As we edge ever closer to pitchers and catchers reporting to spring training, it’s a relatively quiet time in Major League Baseball. Sure, the best hitter on the free agent market remains unsigned, but there don’t seem to be many suitors for him. Anyway, it’s fair to state that early February, right after the Super Bowl, is sort of a lull period where not much happens in sports, with the exception of the fantastic NBA All-Star Weekend.
Oh, and maybe this SI report:
In 2003, when he won the American League home run title and the AL Most Valuable Player award as a shortstop for the Texas Rangers, Alex Rodriguez tested positive for two anabolic steroids, four sources have independently told Sports Illustrated.
Rodriguez’s name appears on a list of 104 players who tested positive for performance-enhancing drugs in Major League Baseball’s ’03 survey testing, SI’s sources say. As part of a joint agreement with the MLB Players Association, the testing was conducted to determine if it was necessary to impose mandatory random drug testing across the major leagues in 2004.
When approached by an SI reporter on Thursday at a gym in Miami, Rodriguez declined to discuss his 2003 test results. “You’ll have to talk to the union,” said Rodriguez, the Yankees’ third baseman since his trade to New York in February 2004. When asked if there was an explanation for his positive test, he said, “I’m not saying anything.”
In case you forgot:
The announcers asked Canseco directly: “Has A-Rod ever taken steroids”
Perhaps the most damaging news from the SI article is this bombshell:
Three major league players who spoke to SI said that Rodriguez was also tipped by Orza in early September 2004 that he would be tested later that month.

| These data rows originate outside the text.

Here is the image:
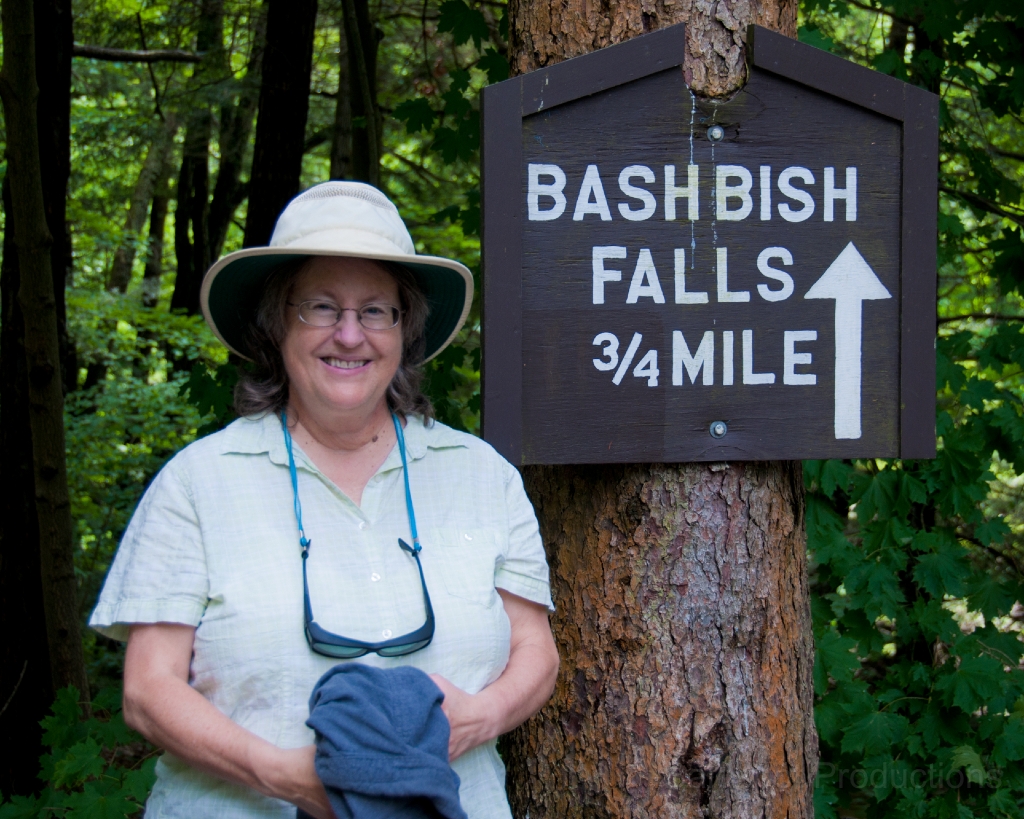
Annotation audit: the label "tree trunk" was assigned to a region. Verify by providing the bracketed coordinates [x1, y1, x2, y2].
[106, 115, 178, 293]
[142, 180, 170, 307]
[331, 21, 352, 179]
[504, 0, 817, 819]
[339, 0, 381, 187]
[0, 0, 89, 716]
[171, 0, 224, 313]
[243, 0, 316, 248]
[209, 5, 267, 259]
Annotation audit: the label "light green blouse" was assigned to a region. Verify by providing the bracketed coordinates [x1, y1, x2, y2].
[90, 415, 551, 819]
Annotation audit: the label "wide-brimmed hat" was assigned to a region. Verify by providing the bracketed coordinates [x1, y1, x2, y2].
[200, 182, 473, 360]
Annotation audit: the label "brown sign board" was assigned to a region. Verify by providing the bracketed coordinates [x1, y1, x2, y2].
[482, 26, 938, 464]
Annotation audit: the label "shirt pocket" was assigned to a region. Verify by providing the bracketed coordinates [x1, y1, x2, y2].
[423, 527, 501, 607]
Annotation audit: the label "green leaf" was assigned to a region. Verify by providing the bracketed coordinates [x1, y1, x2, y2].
[476, 48, 509, 83]
[949, 745, 985, 785]
[842, 712, 909, 756]
[437, 0, 490, 48]
[394, 96, 437, 134]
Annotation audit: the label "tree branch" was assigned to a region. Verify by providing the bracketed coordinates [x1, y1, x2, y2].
[72, 43, 203, 62]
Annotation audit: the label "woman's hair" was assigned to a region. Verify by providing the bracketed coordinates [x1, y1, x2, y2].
[234, 259, 434, 420]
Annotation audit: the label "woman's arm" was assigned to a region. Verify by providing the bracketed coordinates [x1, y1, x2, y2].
[124, 622, 334, 819]
[430, 589, 558, 760]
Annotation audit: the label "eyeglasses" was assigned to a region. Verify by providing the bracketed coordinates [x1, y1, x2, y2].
[288, 299, 401, 330]
[281, 412, 434, 659]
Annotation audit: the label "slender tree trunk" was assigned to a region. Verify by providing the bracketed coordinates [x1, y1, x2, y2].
[0, 0, 89, 716]
[204, 4, 267, 259]
[504, 0, 817, 819]
[0, 0, 78, 793]
[171, 0, 224, 313]
[106, 115, 178, 293]
[339, 0, 381, 186]
[142, 179, 170, 307]
[331, 23, 352, 179]
[243, 0, 316, 248]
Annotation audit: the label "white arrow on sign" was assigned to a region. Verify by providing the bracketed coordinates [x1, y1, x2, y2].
[804, 242, 892, 438]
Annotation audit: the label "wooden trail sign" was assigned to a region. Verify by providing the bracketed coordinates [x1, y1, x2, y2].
[482, 25, 938, 464]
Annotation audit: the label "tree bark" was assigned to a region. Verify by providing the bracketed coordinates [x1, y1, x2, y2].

Obviously, A-Rod has been looked upon as the great hope for baseball, the guy who was “doing it all naturally.” As such, the New York media had to find other ways to make his life in the city agonizing. Of course, A-Rod managed to step on about a million landmines on the way — postseason struggles, becoming The Man Without A Country, that mannish stripper in Toronto, the whole Madonna thing, and, most recently, the Joe Torre A-Fraud thing. (I’m doing this off the top of my head, so I may have missed one. Oh yeah!)
Still, for his portrayal as a complete putz and headcase off the field, there wasn’t a lot that stuck to A-Rod in terms of his on-field performance, postseason and “numbers padder” allegations notwithstanding. The angle of his being clean was played up relatively frequently while the national media demonized the likes of Barry Bonds and Mark McGwire.
I suspect it will not be pleasant for Rodriguez to deal with the onslaught that comes from sportswriters all across the country, not so much because they’ll hop aboard their soapbox and decry him for being a poor role model for our children because he’s a cheater (they’ll ignore his “I Got It!” in Toronto or the Slappy McBluelips incident to better make this point) but because it makes them look like the bunch of spoonfed buffoons that they actually are. Your average sports columnist DESPISES having to admit he’s wrong and usually just finds somewhere else to shift the blame, and as someone in the New York market, I can immediately tell you how unlikely it is that any national voice will willingly take his share of the responsibility for perpetuating the notion — and possible, now probable, myth — that the last five years, at the very least, of Rodriguez’s career have been done free of performance enhancing drugs.
So let’s all sit back and wait for the displaced moral outrage of those in the sports groupthink bubble to start filing in. As McGwire and Bonds (and Rafael Palmeiro, if he even counts) might tell A-Rod, it’s not going to be all that pretty.